Negotiations over the budget continue.  There has been little to know public discussion of the budget negotiations by the legislative leaders or the Governor this week.  In my experience, that is generally an indication that the discussions have been productive.  We continue to be alert for anti-business "loophole closing" and decoupling from the beneficial aspects of the federal tax law changes to be used as a mechanism to attempt fill any budget gaps between revenues and proposed expenditures.

Legislation that passed both chambers this week:
HB 5253 -  Amends the Illinois Administrative Procedure Act. Modifies the provisions requiring State agencies to issue an economic impact analysis when proposing new rules or amendments to rules that affect small businesses. Provides, among other requirements, that the economic impact analysis shall include: (1) a list of the industries that will have to comply with the proposed rule or amendment according to NAICS 2-digit codes; and (2) an identification of the types of impact that the proposed rule or amendment will have based on specified categories. Provides that when any rule or amendment to an existing rule is proposed for which a small business economic impact analysis is required, the adopting State agency must provide the information specified as a part of its filing, and that the information will be published in the Illinois Register. Provides that the Department of Commerce and Economic Opportunity shall place notification of all proposed rules affecting small business on its website, together with specified information. Defines "small business."

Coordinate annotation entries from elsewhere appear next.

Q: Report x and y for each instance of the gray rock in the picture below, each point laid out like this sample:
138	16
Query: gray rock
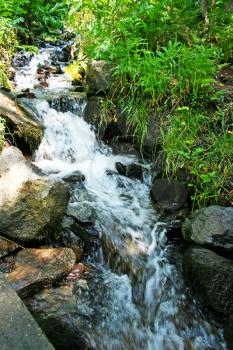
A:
92	114
35	268
99	76
124	149
211	277
134	171
6	247
228	334
75	176
36	212
169	195
19	331
23	120
212	225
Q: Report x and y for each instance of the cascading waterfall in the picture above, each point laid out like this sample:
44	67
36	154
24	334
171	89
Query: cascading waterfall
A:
146	303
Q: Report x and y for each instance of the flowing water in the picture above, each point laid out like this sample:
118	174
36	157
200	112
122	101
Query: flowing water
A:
143	300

HB 5214 - Amends the Illinois Income Tax Act. Changes the definition of "applicant" and "related member". Provides that the annual allowable amounts shall be allocated by the Department of Commerce and Economic Opportunity if any portion of the unused allocated amount at the end of the first 3 calendar quarters of a calendar year (rather than 2 calendar quarters) are rolled into the total allocated amount for the next calendar quarter. Provides that the annual allowable amounts shall be allocated by the Department if tax credits for investments in minority-owned businesses, women-owned businesses, businesses owned by a person with a disability, or a business in a county with a population of 250,000 or less are limited to the first 3 calendar quarters of a calendar year and after which investors may claim the tax credits of any qualified new business venture.

HB 4757 - Amends the Department of Commerce and Economic Opportunity Law of the Civil Administrative Code of Illinois. With regard to a grant program for local tourism and convention bureaus, provides that the Department of Commerce and Economic Opportunity may reserve up to 3% (rather than 10%) of total local tourism funds available for costs of administering the program to conduct audits of grants, to provide incentive funds to those bureaus that will conduct promotional activities designed to further the Department's statewide advertising campaign, to fund special statewide promotional activities, and to fund promotional activities that support an increased use of the State's parks or historic sites. 

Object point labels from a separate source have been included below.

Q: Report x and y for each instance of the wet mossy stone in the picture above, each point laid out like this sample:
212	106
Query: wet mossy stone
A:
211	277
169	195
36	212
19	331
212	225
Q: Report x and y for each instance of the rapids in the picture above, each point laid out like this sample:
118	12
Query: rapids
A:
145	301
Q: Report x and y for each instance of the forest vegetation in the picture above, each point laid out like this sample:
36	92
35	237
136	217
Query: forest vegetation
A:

SB 2274 - Amends the Property Tax Code. Provides that a transfer between spouses does not disqualify wooded acreage from the provisions for the assessment of untransferred wooded acreage.


Revenue committees:
The Senate Revenue committee held a hearing on May 22.  HB 4237 , the work around to the $10,000 federal SALT tax deduction cap was considered by the committee and passed out unanimously.  The bill was amended in the Senate to authorize the Treasurer to adopt rules for withholding of contributions and to provide that a taxpayer will receive credit against income and property tax liabilities of 90% of the donated amounts.  

HB 4237 passed the Senate as amended and is now back in the House for concurrence with the Senate amendments.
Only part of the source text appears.